Познание слова состоит из двух частей. Первая заключается в ознакомлении с его звучанием и в способности воспроизвести его. Это фонетическая часть, которая достигается путем наблюдения и имитации поведения других людей. С этим процессом, по-видимому, все ясно. Другая часть, семантическая, заключается в познавании, как использовать это слово. Эта часть, даже в парадигмальных случаях, оказывается более сложной, чем фонетическая3. Слово, если брать парадигмальный случай, относится к какому-либо наблюдаемому объекту. Обучаемый должен теперь не только узнать слово фонетически, услышав его от говорящего, он также должен видеть объект и в дополнение к этому, чтобы установить соответствие между словом и объектом, он Должен видеть, что говорящий также видит тот же самый объект. Дьюи формулировал это следующим образом: "Характеристическая теория понимания некоторым В звуков, издаваемых А, состоит в том, что В реагирует на вещи, ставя себя на место А". Каждый из нас, изучая язык, учится на поведении своего ближнего. И соответственно, поскольку наши попытки одобряются и корректируются, мы становимся теми объектами, поведение которых изучают наши ближние.

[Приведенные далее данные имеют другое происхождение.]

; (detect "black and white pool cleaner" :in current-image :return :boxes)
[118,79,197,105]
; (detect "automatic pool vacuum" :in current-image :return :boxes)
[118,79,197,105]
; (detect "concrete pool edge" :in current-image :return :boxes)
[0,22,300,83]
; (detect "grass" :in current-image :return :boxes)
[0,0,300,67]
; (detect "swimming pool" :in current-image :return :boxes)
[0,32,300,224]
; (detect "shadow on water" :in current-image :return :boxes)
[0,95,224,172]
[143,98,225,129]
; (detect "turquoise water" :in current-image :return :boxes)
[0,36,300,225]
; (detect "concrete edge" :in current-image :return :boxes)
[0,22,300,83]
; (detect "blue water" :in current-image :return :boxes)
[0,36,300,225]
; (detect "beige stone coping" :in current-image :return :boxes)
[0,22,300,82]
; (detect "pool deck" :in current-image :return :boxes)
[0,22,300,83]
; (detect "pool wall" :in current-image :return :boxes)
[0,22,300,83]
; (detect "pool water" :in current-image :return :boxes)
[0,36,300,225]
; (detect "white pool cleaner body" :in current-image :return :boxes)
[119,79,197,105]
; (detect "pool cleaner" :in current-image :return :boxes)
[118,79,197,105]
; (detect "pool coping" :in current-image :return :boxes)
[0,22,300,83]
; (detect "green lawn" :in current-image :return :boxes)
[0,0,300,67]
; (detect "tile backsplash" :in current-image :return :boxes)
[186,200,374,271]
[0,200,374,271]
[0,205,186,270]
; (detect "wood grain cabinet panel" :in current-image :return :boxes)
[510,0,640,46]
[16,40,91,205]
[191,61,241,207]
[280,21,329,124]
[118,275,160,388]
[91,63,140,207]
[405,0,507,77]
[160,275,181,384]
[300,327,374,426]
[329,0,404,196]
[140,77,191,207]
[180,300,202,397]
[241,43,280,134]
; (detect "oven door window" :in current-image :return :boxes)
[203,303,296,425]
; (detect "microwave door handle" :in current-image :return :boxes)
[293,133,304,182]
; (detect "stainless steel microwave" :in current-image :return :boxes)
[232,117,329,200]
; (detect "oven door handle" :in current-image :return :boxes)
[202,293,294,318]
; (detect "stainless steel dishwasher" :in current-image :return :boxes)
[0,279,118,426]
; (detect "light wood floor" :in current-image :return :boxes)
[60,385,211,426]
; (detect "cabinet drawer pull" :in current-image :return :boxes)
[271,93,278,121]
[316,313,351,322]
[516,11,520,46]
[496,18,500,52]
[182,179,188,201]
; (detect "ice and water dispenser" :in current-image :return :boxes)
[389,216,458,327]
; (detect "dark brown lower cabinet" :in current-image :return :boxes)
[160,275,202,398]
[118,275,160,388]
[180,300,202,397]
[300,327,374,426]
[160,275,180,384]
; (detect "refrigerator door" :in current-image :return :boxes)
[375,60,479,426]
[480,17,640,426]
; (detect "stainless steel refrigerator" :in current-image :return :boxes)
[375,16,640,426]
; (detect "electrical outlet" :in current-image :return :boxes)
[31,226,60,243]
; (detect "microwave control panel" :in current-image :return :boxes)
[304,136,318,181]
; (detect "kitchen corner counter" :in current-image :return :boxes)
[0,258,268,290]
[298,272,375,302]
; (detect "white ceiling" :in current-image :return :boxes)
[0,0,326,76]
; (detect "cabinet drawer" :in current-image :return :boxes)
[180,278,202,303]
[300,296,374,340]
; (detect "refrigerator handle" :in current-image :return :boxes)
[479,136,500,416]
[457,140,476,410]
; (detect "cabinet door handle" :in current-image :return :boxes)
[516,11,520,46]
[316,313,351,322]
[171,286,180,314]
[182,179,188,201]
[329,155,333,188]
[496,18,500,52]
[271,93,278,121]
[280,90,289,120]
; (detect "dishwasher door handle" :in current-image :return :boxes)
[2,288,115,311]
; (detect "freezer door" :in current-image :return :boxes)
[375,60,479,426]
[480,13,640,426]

Семантическая часть познавания некоторого слова оказывается, стало быть, более сложной даже в простых случаях: мы должны видеть, что стимулирует другого говорящего. В случае же, если слово не непосредственно относится к некоторым наблюдаемым свойствам вещей, процесс обучения становится значительно более сложным и темным; эта темнота и есть питательная среда для менталистской семантики. На чем настаивает натуралист? На том, что даже в сложных и темных случаях изучения языка обучающийся не имеет никаких данных, с которыми он мог бы работать, кроме наблюдаемого поведения других говорящих.
Когда вместе с Дьюи мы принимаем натуралистический взгляд на язык и обращаемся к бихевиористской концепции значения, мы не только отказываемся от музейного модуса речи. Мы отказываемся от уверенности в определенности. Согласно мифу о музее, слова и предложения языка имеют свои определенные значения. Мы открываем для себя значения слов туземца, наблюдая поведение этого туземца. Оставаясь, однако, в рамках мифа о музее, мы считаем, что эти значения определены умом туземца, его ментальным музеем, причем даже в тех случаях, когда поведенческие критерии позволяют нам их идентифицировать. Если мы, с другой стороны, признаем вместе с Дьюи, что "значение есть прежде всего свойство поведения", то признаем, что не существует значений, различия и подобия значений, скрывающихся за пределами наблюдаемых свойств поведения. С позиции натурализма вопрос о том, обладают ли два выражения подобными значениями, не имеет определенного ответа (известного или неизвестного), пока ответ не установлен на принципиальной базе речевых диспозиций (известных или неизвестных) людей. Если эти стандарты ведут к неопределенному ответу, то таково само значение и подобие значений.
Чтобы показать, какого рода была бы эта неопределенность, предположим, что в некотором далеком (remote) языке какое-либо выражение может быть переведено на английский двумя равно защитимыми способами. Я не говорю о неопределенности внутри родного языка. Я допускаю, что одно и то же выражение, употребленное туземцами, может быть по-разному переведено на английский язык, причем каждый перевод может быть отрегулирован за счет компенсирующих корректировок в переводе других слов. Пусть оба перевода, каждый из которых связан со своими компенсирующими корректировками, одинаково хорошо согласуются с наблюдаемым поведением говорящих на туземном языке и говорящих по-английски. Пусть они согласуются не только с наблюдаемым поведением говорящих, но и со всеми их диспозициями к поведению. Тогда в принципе будет невозможно узнать, какой из этих переводов правильный, а какой нет. Если бы миф о музее был верным, то существовал бы и предмет для решения вопроса о правильности одного из переводов. С другой стороны, рассматривая язык натуралистически, нельзя не заметить, что вопрос о правдоподобии значения в данном случае будет просто бессмысленным.
Пока я рассуждал чисто гипотетически. Обращаясь теперь к примерам, начну с одного разочаровывающего и провокационного. Во французской конструкции "ne…rien" rien можно перевести на английский по желанию равно как все и как ничто и затем приспособить свой выбор, переводя ne как нет или прибегая к многословию. Это разочаровывающий пример, ибо вы можете возразить, что я просто взял слишком маленькую единицу французского языка. Вы можете продолжать разделять менталистский миф о музее и заявить, что rien само по себе не имеет значения, не являясь полным ярлыком, оно представляет собой часть "ne…rien", которое имеет значение как целое.